A Brief Introduction to Magnetic Particle Testing

Magnetic particle testing (MT) is one of many non-destructive examination (NDE) techniques. MT is often used to discover surface discontinuities (like cracks and weld porosity) in ferromagnetic materials, such as steel. MT is often the method of choice for detecting surface discontinuities due to rapid testing speed, portability, and low cost.

How does it work, and how do you do it?

Here’s the general principle. Magnetic lines of force, called magnetic flux lines, travel from one end of a magnet to the opposite end. These ends are designated as the north and south poles. The magnetic flux lines form continuous loops that travel from one pole to the other in one direction only, and the lines never cross – they remain virtually parallel to one another.
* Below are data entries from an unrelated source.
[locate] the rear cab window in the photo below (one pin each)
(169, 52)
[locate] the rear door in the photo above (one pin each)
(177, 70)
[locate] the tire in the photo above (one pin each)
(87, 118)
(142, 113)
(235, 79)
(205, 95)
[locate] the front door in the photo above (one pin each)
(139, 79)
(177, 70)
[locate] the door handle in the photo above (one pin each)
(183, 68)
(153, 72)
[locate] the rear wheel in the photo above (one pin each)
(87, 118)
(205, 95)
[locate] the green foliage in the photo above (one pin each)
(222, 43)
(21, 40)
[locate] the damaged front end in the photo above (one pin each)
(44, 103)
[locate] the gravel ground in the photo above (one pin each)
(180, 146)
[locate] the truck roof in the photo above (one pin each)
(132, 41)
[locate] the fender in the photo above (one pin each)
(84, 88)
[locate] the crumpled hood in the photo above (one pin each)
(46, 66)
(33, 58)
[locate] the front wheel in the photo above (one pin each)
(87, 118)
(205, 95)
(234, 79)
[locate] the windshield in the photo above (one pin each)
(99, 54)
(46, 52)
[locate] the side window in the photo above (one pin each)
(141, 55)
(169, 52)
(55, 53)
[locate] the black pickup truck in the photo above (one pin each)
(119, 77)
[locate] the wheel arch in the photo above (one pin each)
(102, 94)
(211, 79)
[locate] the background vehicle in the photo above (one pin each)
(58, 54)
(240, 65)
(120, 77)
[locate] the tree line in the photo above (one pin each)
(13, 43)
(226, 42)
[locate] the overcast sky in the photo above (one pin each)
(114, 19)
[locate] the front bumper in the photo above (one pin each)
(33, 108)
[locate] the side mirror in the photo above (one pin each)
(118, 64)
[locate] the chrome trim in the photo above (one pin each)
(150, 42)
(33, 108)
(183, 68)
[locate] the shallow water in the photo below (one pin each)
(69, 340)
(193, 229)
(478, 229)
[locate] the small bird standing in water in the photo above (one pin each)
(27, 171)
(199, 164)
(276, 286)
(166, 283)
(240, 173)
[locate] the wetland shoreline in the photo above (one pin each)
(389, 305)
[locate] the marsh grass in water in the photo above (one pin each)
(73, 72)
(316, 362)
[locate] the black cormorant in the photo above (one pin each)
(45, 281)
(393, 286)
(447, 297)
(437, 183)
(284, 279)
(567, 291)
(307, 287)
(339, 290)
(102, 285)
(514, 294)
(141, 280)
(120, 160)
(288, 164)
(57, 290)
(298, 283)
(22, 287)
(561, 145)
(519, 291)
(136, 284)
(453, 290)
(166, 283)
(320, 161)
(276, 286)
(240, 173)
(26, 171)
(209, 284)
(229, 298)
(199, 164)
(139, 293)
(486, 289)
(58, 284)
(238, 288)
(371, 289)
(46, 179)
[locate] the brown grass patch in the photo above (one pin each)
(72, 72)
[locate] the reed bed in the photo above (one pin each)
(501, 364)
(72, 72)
Two types of field can be generated in a part: longitudinal and circular, referring to the direction of the magnetic field that is generated within the part. Since the magnetic particle testing here at VGO is done using a longitudinal field from an AC electromagnetic yoke, I will focus on that method.


By ATG, s.r.o. (ATG, s.r.o.) [CC BY 2.0 (http://creativecommons.org/licenses/by/2.0)], via Wikimedia Commons



In a part in contact with the magnet, surface discontinuities interrupt these magnetic flux lines. The yoke is placed onto the surface of the part and small iron particles are sprinkled onto the surface – when there is a discontinuity, it interrupts the magnetic flux lines and the particles will be held in place rather than accumulating at the poles of the magnet. The accumulation of particles in the discontinuity provides a visual indication, as shown below:




Often times, a thin coat of white powder suspended in solvent is sprayed on the surface of the part first, to provide contrast with the dyed iron particles. The particles are available in a range of different colors.
I mentioned that discontinuities interrupt the magnetic flux lines – this is true…for flaws perpendicular to the lines. Flaws at angles between 45° and 90° to the lines of flux will be revealed using MT, so in practice, we orient the yoke in one direction and then repeat the test with the magnet oriented 90° from the first chosen orientation.
MT is a great technique for discovering the location and extent of cracking in a part, revealing discontinuities not visible to the naked eye. The results of MT are easily recorded photographically, and very little cleaning must be done afterwards – especially if you didn’t spray the part with white powder first!